A photojournalist wore a mask as the Finnish government detailed new measures to fight the coronavirus outbreak in Helsinki on 16 March 2020. (Antti Aimo-Koivisto – Lehtikuva)


THE PREPAREDNESS to combat a crisis such as the coronavirus epidemic was not at a particularly high level last spring in Finland, reveals a qualitative study carried out by Deloitte.

The London-based professional services provider interviewed a total of policy makers and central government officials for the study, finding that experiences from earlier drills could only be applied to the coronavirus-induced crisis to a limited extent.

The 47 interviewees were asked to anonymously share their experiences of crisis management and the use of emergency powers from the period between early January and late June 2020.

The study found that organising the effort to combat a crisis such as the coronavirus epidemic should be quicker than last spring and that ministries should both update and practise their preparedness strategies. It also identified a need for clearer management and organisational procedures that can be applied to various crises without major structural revisions.

For example, the roles of the coronavirus coordination group and operational centre were unclear.

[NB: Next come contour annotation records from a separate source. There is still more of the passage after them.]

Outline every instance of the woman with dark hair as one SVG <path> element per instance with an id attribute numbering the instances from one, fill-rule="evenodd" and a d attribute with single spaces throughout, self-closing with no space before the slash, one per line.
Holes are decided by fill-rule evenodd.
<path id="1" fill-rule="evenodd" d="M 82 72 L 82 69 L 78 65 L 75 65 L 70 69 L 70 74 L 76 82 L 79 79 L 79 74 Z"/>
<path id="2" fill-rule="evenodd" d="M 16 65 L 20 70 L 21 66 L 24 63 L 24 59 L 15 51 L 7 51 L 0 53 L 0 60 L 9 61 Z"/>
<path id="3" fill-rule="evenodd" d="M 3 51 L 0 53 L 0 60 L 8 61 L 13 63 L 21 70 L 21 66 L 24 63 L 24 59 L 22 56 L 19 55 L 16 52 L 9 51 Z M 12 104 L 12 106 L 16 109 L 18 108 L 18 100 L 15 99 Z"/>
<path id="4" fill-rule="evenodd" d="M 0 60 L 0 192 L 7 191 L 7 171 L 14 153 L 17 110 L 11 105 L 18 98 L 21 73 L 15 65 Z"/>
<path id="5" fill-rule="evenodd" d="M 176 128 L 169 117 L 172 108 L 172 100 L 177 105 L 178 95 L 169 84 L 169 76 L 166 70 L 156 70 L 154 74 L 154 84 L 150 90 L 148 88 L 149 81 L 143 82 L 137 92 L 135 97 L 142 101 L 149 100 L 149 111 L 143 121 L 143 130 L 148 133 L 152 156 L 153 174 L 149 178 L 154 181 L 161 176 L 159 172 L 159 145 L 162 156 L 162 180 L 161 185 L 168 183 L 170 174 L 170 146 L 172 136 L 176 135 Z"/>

The Ministry of Social Affairs and Health assumed too large a role in terms of leadership during the crisis, according to the interviewees. The effort, they gauged, should have been led and powers wielded more through the office of the prime minister.

Room for improvement was found also in cross-sectoral co-operation, the co-operation between the central government, industry and other authorities, and international co-operation – especially within the European Union.

Both policy-makers and government officials acknowledged that, in spite of the criticism, the crisis management effort and its results were generally successful: the decision-making was quick and principally timely, and the decisions were largely made collaboratively despite the different priorities of various administrative sectors.

The decision to invoke the emergency powers act was similarly deemed timely, even if some interviewees estimated that measures such as school closures were unnecessary.

Although the emergency powers act was deemed a key contributing factor behind the positive outcome, neither it nor other pieces of legislation provided the necessary crisis management tools. Many consequently viewed that the legislation should be updated especially in regards to the emergency powers act and communicable diseases act.

The inclusion of all administrative sectors, on the other hand, also slowed down decision making. Some also viewed that the government was at times overly concerned about operational details instead of the overall strategy.

The interviewees identified public communication as one of the main successes of last spring, with many viewing that it had an important role in managing the epidemic – in spite of the confusion about the differences between instructions, recommendations and orders.